Le Temps : Mirage, nous sommes au cinéma. les images de l'écran, infidèles comme de jolies femmes, s'effacent sous les yeux des spectateurs. Qu'importe ! Le rôle du cinéma n'est-il pas simplement de charmer les heures des hommes ?
L’Éternité : Les heures... les heures de loisir, les heures de travail. Qu'est-ce que les heures ? La pellicule s'altère, les grandes maisons d'exploitation s'effondre les une après les autres. il n'en va pas autrement de la vie, ce film impossible à suivre et dont cependant un jour s'éclaire mystérieusement le sens.

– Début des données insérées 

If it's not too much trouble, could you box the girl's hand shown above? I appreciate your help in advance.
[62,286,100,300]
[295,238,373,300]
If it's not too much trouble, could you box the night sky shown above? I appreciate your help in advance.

Le Temps : Bah ! tout passe.
L’Éternité : Non.
Le Temps : Qu'est-ce donc qui persiste ?
L’Éternité : Ce qui trouve dans la vie un écho merveilleux... Tiens, puisque tu t'intéresses au cinématographe, je vais te faire assister à l'apothéose d'un genre oublié, que les événements de chaque jour font renaître. On comprendra bientôt qu'il n'y eut rien de réaliste et de plus poétique à la fois que le ciné-feuilleton qui faisait naguère la joie des esprits forts. C'est dans Les Mystères de New York, c'est dans Les Vampires qu'il faudra chercher la grande réalité de ce siècle. Au-delà de la mode, au-delà du goût. Viens avec moi. je te montrerai comment on écrit l'histoire.